Building a Brand Management Service Vision’
1. What’s the difference between a Product brand and a Service brand?
Product brands are about products. Mars, a classic Product brand, doesn’t answer back, doesn’t get tired, isn’t anxious, is always ready to perform and always tastes the same. Every experience with a Product brand is/should be identical. Service brands aren’t like that. Service brands are about people. People who represent the organization lose their tempers, get tired and anxious, and sometimes have just had enough that day. Every experience with a Service brand is therefore different.

Whatever you feel the Starbucks brand stands for, one thing all Starbucks customers can agree upon is that the chain has elevated the ubiquitous coffee house to much more than a commodity by making it a special, customer oriented experience, it’s become a Service Brand.
Similarly, Virgin has done the same with everything from air and space travel to music festivals.
The Virgin ‘Service’ brand revolves around delivering value pricing, high quality, fun, innovation, while being authentic, people-oriented, hip, and associated with Virgin founder Sir Richard Branson and his personal reputation. Not to mention – great customer service.
Many of the people who are in charge of managing Service brands (CMO’s, MD’s, Call Centre Directors, Customer Service Directors) have been trained in the traditional school of creating great consumer product brands.
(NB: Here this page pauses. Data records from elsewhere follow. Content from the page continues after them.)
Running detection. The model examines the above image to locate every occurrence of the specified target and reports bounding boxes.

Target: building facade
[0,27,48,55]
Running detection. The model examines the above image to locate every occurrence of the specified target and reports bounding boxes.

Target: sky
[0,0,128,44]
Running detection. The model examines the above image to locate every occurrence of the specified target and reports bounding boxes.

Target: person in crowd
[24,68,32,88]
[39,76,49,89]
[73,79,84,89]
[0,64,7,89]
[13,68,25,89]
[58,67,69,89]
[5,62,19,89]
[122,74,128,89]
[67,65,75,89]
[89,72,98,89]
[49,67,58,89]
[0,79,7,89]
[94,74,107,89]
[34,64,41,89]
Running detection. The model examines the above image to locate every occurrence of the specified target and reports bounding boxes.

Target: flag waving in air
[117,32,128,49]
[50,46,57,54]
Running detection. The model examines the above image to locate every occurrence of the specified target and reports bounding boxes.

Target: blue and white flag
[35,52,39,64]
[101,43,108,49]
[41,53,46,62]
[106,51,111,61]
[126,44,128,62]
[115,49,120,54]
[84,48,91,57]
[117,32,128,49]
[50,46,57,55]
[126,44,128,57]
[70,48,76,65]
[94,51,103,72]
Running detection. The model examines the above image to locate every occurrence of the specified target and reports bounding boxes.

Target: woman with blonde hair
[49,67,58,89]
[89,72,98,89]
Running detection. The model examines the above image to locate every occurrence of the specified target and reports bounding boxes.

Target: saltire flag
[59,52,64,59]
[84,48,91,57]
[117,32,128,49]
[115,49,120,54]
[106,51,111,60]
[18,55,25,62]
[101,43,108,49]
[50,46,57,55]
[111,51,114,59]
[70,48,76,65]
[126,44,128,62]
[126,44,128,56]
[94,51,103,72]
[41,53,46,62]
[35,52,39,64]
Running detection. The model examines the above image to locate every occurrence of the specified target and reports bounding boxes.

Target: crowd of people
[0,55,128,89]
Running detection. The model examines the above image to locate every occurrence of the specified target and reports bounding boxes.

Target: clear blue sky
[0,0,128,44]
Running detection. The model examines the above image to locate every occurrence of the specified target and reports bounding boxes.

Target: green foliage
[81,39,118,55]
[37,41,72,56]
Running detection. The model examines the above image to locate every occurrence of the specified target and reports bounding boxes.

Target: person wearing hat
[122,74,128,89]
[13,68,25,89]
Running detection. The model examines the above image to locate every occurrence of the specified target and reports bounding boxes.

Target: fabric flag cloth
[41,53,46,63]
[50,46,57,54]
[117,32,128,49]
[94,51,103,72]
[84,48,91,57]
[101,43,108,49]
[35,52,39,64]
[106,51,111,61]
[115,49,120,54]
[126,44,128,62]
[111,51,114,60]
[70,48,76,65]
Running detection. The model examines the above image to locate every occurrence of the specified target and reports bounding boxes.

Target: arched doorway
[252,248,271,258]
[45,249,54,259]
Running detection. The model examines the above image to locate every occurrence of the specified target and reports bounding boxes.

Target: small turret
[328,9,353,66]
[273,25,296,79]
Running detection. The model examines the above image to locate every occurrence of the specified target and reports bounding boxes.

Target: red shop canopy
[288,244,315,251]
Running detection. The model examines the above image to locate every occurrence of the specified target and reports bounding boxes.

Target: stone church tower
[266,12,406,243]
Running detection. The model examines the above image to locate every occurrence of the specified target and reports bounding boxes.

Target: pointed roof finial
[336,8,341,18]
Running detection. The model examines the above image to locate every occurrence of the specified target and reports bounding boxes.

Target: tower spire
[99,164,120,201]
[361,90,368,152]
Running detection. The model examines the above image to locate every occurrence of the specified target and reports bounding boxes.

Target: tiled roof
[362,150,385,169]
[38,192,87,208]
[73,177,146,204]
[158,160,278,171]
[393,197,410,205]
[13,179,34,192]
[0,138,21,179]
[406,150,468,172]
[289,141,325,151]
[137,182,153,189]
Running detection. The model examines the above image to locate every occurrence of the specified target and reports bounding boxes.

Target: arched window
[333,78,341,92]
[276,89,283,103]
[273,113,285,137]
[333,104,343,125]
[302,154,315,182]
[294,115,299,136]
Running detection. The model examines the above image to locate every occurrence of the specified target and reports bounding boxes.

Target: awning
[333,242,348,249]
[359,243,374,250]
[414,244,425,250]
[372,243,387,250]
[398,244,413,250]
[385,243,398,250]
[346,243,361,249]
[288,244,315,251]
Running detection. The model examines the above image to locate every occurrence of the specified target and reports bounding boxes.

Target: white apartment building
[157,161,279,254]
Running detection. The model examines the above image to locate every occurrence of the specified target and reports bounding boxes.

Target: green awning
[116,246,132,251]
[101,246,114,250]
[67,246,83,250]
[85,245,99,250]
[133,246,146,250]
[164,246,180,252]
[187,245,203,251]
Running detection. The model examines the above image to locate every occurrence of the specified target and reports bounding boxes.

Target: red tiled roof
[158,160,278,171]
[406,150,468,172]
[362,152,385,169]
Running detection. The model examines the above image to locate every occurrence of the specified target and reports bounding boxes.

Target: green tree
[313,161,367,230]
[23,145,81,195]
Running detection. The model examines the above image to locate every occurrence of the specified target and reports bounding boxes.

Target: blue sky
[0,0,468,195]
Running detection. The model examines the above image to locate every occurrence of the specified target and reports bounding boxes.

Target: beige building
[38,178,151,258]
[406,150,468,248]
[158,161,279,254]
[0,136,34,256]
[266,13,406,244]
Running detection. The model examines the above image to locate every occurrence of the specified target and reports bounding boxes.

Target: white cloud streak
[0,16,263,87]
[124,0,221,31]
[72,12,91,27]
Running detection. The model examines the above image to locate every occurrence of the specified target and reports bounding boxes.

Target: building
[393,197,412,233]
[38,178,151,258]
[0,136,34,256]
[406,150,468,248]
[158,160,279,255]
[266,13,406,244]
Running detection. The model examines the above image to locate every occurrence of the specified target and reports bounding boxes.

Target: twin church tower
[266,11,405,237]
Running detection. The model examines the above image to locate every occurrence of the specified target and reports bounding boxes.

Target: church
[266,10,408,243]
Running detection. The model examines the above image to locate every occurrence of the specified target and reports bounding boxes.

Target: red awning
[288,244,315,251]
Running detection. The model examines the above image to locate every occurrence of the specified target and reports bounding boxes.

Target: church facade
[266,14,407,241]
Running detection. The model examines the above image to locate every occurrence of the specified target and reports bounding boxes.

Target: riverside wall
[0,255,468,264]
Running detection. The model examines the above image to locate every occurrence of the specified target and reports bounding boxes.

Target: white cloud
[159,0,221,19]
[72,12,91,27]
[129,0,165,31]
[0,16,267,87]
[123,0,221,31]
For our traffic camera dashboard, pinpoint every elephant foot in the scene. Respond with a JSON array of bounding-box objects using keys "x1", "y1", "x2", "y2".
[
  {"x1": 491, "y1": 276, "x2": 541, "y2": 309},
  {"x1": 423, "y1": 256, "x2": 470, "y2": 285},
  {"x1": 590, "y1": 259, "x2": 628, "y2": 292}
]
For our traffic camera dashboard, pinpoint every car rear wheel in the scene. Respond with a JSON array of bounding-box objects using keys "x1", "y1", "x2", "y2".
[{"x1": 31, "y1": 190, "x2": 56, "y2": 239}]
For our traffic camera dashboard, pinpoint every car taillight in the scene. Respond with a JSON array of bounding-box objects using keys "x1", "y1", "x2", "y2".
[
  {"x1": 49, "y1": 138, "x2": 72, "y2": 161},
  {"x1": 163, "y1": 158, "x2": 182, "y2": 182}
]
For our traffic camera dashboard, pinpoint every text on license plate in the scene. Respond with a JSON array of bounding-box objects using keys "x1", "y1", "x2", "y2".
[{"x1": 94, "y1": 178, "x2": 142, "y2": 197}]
Their attempt to manage Service brands as though they are Product brands has created vast problems.

For the customer, the person who represents the brand is the brand.
If the person representing the brand doesn’t perform properly, the relationship between the brand and the customer may collapse.
The implication of this is that service-based organizations have to focus on their internal employees to a far greater extent than product-based organizations.